Power
Apple provided you with a marshmallow-sized 10-watt power adapter that can top off your batteries toot sweet. It's even super-convenient to travel with. But I've found two different alternative power products that have proven to be worth their weight in your favorite material with a high Value to Weight Ratio.
Targus Premium Laptop Charger
Apple's charger does a great job, it's tiny, and you got it for free with your iPad. So why bother spending about $80 (street price) for this dealie from Targus (www.targus.com)?

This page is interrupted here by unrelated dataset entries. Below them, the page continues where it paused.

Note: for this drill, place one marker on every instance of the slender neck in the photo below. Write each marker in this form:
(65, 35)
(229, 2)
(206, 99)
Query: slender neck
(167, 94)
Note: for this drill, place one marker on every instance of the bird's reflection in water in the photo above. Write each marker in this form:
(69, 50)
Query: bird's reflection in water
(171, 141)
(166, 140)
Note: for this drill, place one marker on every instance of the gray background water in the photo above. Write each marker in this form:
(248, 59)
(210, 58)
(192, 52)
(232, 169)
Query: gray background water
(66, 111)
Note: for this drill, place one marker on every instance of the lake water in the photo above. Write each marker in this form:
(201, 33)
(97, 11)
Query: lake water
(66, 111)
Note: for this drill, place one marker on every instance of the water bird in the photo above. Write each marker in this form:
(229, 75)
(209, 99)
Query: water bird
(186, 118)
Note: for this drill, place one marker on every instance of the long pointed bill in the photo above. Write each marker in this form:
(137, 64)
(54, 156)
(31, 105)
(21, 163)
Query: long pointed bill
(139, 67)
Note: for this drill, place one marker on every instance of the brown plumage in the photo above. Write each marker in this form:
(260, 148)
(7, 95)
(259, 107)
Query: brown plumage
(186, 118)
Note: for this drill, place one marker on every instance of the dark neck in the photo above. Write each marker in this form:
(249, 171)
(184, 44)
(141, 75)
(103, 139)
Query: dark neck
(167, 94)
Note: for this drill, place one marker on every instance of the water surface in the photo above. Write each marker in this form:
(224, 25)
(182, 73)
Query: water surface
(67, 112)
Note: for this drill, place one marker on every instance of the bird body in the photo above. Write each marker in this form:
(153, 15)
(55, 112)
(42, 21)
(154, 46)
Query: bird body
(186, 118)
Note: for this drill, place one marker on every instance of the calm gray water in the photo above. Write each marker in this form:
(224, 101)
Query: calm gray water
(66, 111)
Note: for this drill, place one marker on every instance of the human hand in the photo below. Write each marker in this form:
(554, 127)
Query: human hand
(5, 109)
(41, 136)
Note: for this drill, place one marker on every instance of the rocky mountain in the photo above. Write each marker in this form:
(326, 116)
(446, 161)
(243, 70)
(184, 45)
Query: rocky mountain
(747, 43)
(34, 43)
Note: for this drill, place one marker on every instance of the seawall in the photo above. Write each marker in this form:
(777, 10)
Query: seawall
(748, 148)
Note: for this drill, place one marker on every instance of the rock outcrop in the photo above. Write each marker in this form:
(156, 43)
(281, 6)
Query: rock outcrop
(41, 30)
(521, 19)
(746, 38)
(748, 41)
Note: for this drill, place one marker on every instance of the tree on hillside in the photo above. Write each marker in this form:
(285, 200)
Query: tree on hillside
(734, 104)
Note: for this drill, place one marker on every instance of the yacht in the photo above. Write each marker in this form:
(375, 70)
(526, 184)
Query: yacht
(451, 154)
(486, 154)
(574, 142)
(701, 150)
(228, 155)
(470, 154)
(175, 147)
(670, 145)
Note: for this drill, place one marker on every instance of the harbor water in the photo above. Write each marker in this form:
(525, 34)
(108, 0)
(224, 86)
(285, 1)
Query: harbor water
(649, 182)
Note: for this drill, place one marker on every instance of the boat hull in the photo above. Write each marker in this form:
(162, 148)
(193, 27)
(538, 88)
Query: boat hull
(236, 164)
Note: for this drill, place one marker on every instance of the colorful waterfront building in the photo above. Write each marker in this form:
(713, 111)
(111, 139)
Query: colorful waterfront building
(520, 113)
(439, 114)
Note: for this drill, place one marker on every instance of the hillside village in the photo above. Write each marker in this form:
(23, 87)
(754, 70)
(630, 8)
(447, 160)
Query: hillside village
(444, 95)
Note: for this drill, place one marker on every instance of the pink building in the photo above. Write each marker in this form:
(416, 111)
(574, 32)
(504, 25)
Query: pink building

Because it's geared towards the problems of travel. It's modular. It can power and charge your iPad from any 110V-220V outlet in the world, but you can also swap in an included adapter to charge from your car or airline seat power. The AC power spades rotate a full 90 degrees, which means that you can sneak it into any available outlet...like the one remaining port on a shared power strip that only still available because nobody can squeeze their own power bricks in there.
The business end of the charger splits in two. You can charge any two devices at once from this same adapter. And I do mean "any": you snap on a power tip for the devices you own. Traveling with an iPad and an iPhone? iPad and a Blackberry? iPad and a camera? Snap on the right two tips and you've got the problem solved, minus the bulk of multiple chargers.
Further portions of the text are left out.